基于生物基聚氨酯硬泡环保发泡剂逸散性研究

  • 通讯作者:

    刘应书    E-mail: ysliua@126.com

文章亮点

  • (1)设计了物理发泡剂在聚氨酯发泡过程中逸散损失量的测量方法——加水补差法。
  • (2)采用该方法测试了HCFC-141b、HFC-245fa、HFC-365mfc、HFCO-1233zd(E)和HFO-1336mzzZ五种发泡剂在生物基聚醚发泡聚氨酯硬泡中的发泡剂逸散损失量。
  • (3)分析了物理发泡剂逸散损失的机理及关键影响因素。
  • 聚氨酯硬泡生产过程中会伴随一定量的物理发泡剂(PBA)逸散损失,可燃性PBA逸散对生产安全与环境污染产生影响,不可燃PBA价格高,其逸散损失会提高产品成本。从生产安全、环境保护和经济效益等角度考虑,准确有效地测量PBA在发泡过程中的损失量并研究损失机理很有必要。本研究通过系统的实验设计,研究了生物基聚氨酯硬泡PBA逸散特性,首次定量测出了其中多种环保型PBA的损失量。本方法的核心为加水补差法,该方法对不同发泡形态的泡沫具有极高的容错率。平行组实验的标准差说明该方法稳定可靠,可以用于生物基及石油基聚氨酯发泡过程中不同PBA实际损失量的测量。

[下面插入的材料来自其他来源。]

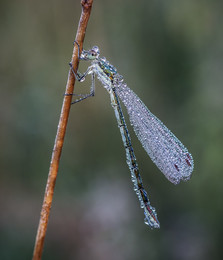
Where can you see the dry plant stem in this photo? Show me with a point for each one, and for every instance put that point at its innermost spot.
(54, 164)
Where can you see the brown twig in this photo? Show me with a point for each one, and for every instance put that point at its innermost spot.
(54, 164)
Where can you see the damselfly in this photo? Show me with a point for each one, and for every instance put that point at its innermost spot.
(163, 147)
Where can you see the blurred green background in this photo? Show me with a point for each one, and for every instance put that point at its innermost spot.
(170, 53)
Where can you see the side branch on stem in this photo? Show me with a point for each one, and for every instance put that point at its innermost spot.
(54, 164)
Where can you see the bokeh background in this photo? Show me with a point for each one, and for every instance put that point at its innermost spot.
(170, 53)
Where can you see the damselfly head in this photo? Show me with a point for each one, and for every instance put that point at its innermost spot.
(90, 54)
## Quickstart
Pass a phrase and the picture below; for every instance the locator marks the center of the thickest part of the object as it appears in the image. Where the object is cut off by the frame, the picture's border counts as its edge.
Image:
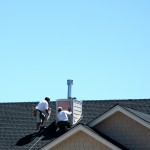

研究结果表明,不同PBA发泡体系聚氨酯硬泡中PBA损失量与其初始质量浓度$ \omega $正相关,对于任一确定的聚氨酯发泡体系,PBA损失率$ {R}_{1} $与其初始质量浓度$ \omega $的关系近似为线性。PBA逸散到空气中的主要途径是其沿泡沫上表面的蒸发/逸出,本研究进一步揭示了PBA的散失机理:PBA沿泡沫上表面蒸发/逸出属于扩散行为,其扩散动力来源于PBA在界面层内的化学势与其在外侧空气中的化学势之差。
  • Research Article

    Eco-friendly physical blowing agent mass loss of bio-based polyurethane rigid foam materials

    + Author Affiliations
    • Through systematical experiment design, the physical blowing agent (PBA) mass loss of bio-based polyurethane rigid foam (PURF) in the foaming process was measured and calculated in this study, and different eco-friendly PBA mass losses were measured quantitatively for the first time. The core of the proposed method is to add water to replace the difference, and this method has a high fault tolerance rate for different foaming forms of foams. The method was proved to be stable and reliable through the standard deviations $ {\sigma }_{1} $ and $ {\sigma }_{2} $ for $ {R}_{1} $ (ratio of the PBA mass loss to the material total mass except the PBA) and $ {R}_{2} $ (ratio of the PBA mass loss to the PBA mass in the material total mass) in parallel experiments. It can be used to measure and calculate the actual PBA mass loss in the foaming process of both bio-based and petroleum-based PURF. The results show that the PBA mass loss in PURF with different PBA systems is controlled by its initial mass content of PBA in PU materials $ \omega $. The main way for PBA to dissipate into the air is evaporation/escape along the upper surface of foam. This study further reveals the mechanism of PBA mass loss: the evaporation/escape of PBA along the upper surface of foam is a typical diffusion behavior. Its spread power comes from the difference between the chemical potential of PBA in the interface layer and that in the outside air. For a certain PURF system, $ {R}_{1} $ has approximately linear relationship with the initial mass content of PBA in PU materials $ \omega $, which can be expressed by the functional relationship $ {R}_{1}=k\omega $, where $ k $ is a variable related to PBA’s own attributes.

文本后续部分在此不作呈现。